Он смотрел непонимающе.
— Вот! — я ткнула в нужную надпись.
— Вот это, про Щербинина? — Он провел рукой по листу бумаги. — Эта надпись появилась?
— Да!
— Ты не путаешь?
— Ты издеваешься?! — разоралась я. — Ты уже признался, что планомерно сводил меня с ума, по приказу Светки переставляя разные предметы. Признайся теперь и в этом. Ты изменил статью!

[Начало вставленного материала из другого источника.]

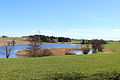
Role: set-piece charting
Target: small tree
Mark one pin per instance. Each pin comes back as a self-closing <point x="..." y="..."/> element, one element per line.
<point x="98" y="45"/>
<point x="34" y="46"/>
<point x="8" y="48"/>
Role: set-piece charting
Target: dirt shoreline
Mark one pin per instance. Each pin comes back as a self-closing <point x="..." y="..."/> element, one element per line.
<point x="55" y="51"/>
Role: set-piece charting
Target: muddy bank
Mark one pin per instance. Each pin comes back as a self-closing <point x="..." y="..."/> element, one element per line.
<point x="54" y="51"/>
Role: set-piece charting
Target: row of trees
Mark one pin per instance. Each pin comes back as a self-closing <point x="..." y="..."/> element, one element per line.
<point x="50" y="38"/>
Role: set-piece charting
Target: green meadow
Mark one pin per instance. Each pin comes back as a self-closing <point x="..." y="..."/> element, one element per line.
<point x="101" y="66"/>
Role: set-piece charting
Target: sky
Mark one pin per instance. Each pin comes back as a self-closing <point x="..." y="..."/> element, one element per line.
<point x="78" y="19"/>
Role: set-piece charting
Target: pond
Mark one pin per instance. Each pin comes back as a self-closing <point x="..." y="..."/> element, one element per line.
<point x="23" y="47"/>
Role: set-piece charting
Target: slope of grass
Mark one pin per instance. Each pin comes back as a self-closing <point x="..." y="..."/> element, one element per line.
<point x="39" y="68"/>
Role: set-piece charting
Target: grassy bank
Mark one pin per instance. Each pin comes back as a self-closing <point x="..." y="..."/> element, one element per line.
<point x="23" y="41"/>
<point x="39" y="68"/>
<point x="73" y="67"/>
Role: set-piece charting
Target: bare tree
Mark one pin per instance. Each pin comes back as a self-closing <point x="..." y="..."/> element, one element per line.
<point x="8" y="48"/>
<point x="98" y="45"/>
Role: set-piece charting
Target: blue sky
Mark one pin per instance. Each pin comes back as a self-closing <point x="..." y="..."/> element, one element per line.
<point x="87" y="19"/>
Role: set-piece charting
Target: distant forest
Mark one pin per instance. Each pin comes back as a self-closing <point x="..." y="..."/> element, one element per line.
<point x="51" y="39"/>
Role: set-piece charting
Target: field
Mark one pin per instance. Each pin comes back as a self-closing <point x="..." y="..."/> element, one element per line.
<point x="99" y="66"/>
<point x="23" y="41"/>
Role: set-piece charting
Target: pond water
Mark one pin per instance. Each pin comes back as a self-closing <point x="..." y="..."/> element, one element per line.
<point x="23" y="47"/>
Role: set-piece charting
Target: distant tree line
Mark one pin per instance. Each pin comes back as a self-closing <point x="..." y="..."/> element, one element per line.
<point x="51" y="39"/>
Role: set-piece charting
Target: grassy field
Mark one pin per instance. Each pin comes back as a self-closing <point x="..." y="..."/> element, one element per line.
<point x="23" y="41"/>
<point x="101" y="66"/>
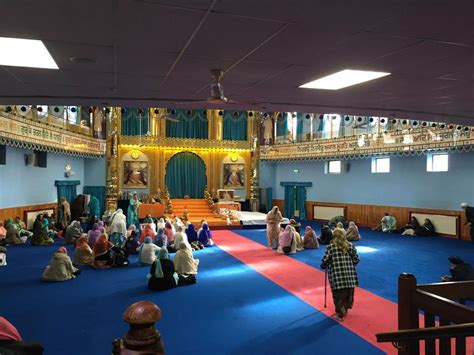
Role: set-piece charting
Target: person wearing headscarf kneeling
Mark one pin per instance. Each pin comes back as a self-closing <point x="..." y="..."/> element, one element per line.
<point x="162" y="275"/>
<point x="83" y="254"/>
<point x="60" y="267"/>
<point x="310" y="241"/>
<point x="340" y="260"/>
<point x="73" y="233"/>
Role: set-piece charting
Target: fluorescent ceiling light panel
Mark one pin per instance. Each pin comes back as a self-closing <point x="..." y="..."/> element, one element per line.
<point x="343" y="79"/>
<point x="29" y="53"/>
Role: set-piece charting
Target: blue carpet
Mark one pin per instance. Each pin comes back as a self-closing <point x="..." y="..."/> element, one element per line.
<point x="232" y="309"/>
<point x="384" y="256"/>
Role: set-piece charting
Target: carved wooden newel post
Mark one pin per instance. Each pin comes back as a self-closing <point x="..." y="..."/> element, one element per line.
<point x="142" y="337"/>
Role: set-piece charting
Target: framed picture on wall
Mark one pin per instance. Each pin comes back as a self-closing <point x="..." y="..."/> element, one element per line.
<point x="135" y="175"/>
<point x="234" y="175"/>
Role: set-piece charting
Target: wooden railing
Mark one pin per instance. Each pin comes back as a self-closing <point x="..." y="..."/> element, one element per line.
<point x="441" y="300"/>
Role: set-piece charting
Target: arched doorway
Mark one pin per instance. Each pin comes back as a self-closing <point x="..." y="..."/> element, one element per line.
<point x="186" y="175"/>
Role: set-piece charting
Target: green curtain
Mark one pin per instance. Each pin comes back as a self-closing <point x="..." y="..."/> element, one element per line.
<point x="301" y="191"/>
<point x="99" y="192"/>
<point x="132" y="120"/>
<point x="192" y="124"/>
<point x="186" y="175"/>
<point x="235" y="125"/>
<point x="289" y="201"/>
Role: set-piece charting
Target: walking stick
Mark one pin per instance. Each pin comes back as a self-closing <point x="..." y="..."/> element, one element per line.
<point x="325" y="286"/>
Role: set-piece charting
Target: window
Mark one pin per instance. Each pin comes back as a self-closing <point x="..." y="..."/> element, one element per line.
<point x="380" y="165"/>
<point x="334" y="167"/>
<point x="437" y="162"/>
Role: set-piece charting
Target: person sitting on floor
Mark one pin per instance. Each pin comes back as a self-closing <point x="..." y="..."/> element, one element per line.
<point x="12" y="344"/>
<point x="73" y="233"/>
<point x="326" y="235"/>
<point x="335" y="220"/>
<point x="388" y="224"/>
<point x="410" y="227"/>
<point x="162" y="275"/>
<point x="102" y="257"/>
<point x="40" y="237"/>
<point x="310" y="241"/>
<point x="340" y="259"/>
<point x="83" y="254"/>
<point x="131" y="244"/>
<point x="184" y="262"/>
<point x="426" y="229"/>
<point x="191" y="233"/>
<point x="460" y="270"/>
<point x="160" y="238"/>
<point x="93" y="235"/>
<point x="147" y="232"/>
<point x="352" y="233"/>
<point x="286" y="241"/>
<point x="205" y="235"/>
<point x="60" y="267"/>
<point x="147" y="252"/>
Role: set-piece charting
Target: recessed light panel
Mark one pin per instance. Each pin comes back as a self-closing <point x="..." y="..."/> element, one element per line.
<point x="343" y="79"/>
<point x="29" y="53"/>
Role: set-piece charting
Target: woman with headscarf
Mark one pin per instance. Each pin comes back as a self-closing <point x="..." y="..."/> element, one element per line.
<point x="310" y="241"/>
<point x="102" y="257"/>
<point x="147" y="232"/>
<point x="326" y="235"/>
<point x="352" y="233"/>
<point x="160" y="239"/>
<point x="131" y="244"/>
<point x="83" y="254"/>
<point x="147" y="252"/>
<point x="132" y="212"/>
<point x="40" y="236"/>
<point x="162" y="275"/>
<point x="191" y="233"/>
<point x="205" y="235"/>
<point x="184" y="263"/>
<point x="60" y="267"/>
<point x="340" y="260"/>
<point x="286" y="241"/>
<point x="73" y="233"/>
<point x="273" y="220"/>
<point x="118" y="228"/>
<point x="93" y="235"/>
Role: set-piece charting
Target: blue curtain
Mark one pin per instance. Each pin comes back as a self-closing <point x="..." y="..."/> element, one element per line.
<point x="186" y="175"/>
<point x="301" y="201"/>
<point x="192" y="124"/>
<point x="67" y="189"/>
<point x="99" y="192"/>
<point x="235" y="125"/>
<point x="132" y="120"/>
<point x="269" y="198"/>
<point x="289" y="201"/>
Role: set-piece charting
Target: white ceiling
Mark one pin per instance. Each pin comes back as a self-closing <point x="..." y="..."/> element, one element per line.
<point x="160" y="52"/>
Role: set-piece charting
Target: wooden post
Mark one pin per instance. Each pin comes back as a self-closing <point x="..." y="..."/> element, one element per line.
<point x="142" y="337"/>
<point x="407" y="312"/>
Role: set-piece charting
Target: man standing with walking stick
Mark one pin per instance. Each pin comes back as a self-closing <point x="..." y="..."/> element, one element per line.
<point x="340" y="260"/>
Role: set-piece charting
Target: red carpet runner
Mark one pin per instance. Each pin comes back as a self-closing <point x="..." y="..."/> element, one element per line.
<point x="371" y="314"/>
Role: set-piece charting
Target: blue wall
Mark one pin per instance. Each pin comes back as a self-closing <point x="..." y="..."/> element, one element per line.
<point x="407" y="185"/>
<point x="95" y="172"/>
<point x="22" y="185"/>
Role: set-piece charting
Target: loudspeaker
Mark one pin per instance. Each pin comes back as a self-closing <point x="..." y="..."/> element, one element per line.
<point x="3" y="154"/>
<point x="41" y="159"/>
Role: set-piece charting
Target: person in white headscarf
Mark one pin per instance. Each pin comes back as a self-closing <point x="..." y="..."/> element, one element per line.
<point x="273" y="220"/>
<point x="118" y="228"/>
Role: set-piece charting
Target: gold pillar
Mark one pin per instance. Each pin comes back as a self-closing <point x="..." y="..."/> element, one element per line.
<point x="113" y="129"/>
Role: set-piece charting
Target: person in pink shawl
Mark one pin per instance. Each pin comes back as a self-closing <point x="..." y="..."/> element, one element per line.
<point x="286" y="239"/>
<point x="310" y="241"/>
<point x="273" y="220"/>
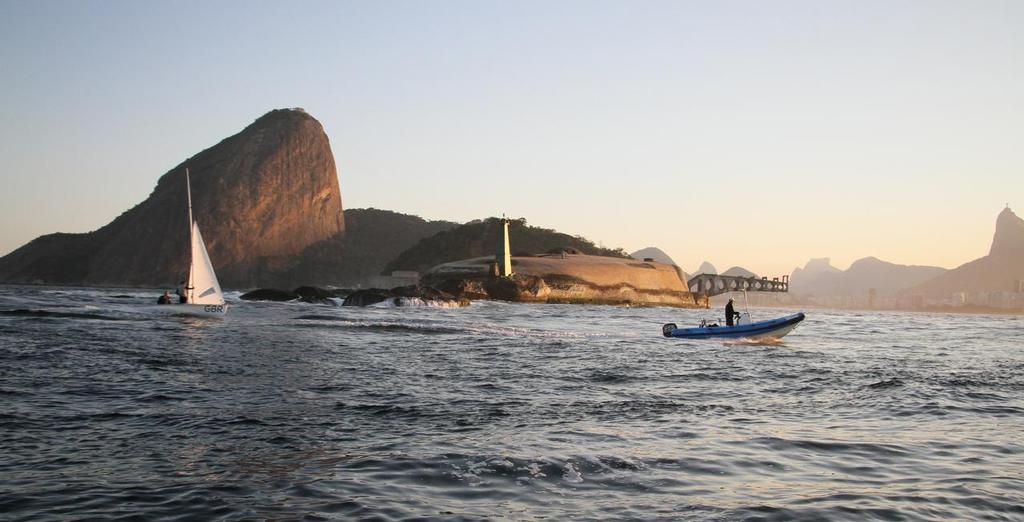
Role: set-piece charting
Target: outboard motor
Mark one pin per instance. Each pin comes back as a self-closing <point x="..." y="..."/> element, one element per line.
<point x="667" y="330"/>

— Господи, послушай себя. — Он говорил так спокойно, что хотелось его ударить. Ведь становилось понятно, что не врет. Или врет, но так виртуозно, что хоть медаль ему вручай. И зачем? Зачем признаваться в одном обмане, но не признаваться в другом? Что происходит? — Как я мог войти, у меня же ключей нет. Ключи у тебя. Или ты в ящике оставила? Но я был в другом месте, я могу позвонить, и тебе подтвердят…
— Нет! Я и впрямь их ношу с собой теперь. Да и волосок этот…
— Какой волосок? О чем ты говоришь? — Казалось, еще немного, и он станет крутить пальцем у виска, не боясь меня обидеть. Хотя о чем это я? Боялся бы обидеть — изначально бы не ввязывался в эту авантюру. Пусть он утверждает, что отказался, но ведь играл сперва по ее сценарию! Даже картину подменил, ирод! Боялся бы обидеть — выбрал бы меня, а не ее…
Но мне это уже не надо.
— Не важно. То есть ты не убирал листы в морозилку, я правильно поняла?
— Д-да… Ты можешь подробнее объяснить? — Я объяснила. Так последовательно, спокойно и логично, как смогла. — Ты не думаешь, что ты случайно сунула бумагу в морозилку?
— Конечно, думала. Но раз ты признался в этом, — кивнула я на вторую картину. То есть первую. С цветком, короче.
— Нет-нет! Я же говорю, я в этом больше не участвую. Значит, есть кто-то еще с ключами. Или ты сунула сама. Вот тебе два варианта.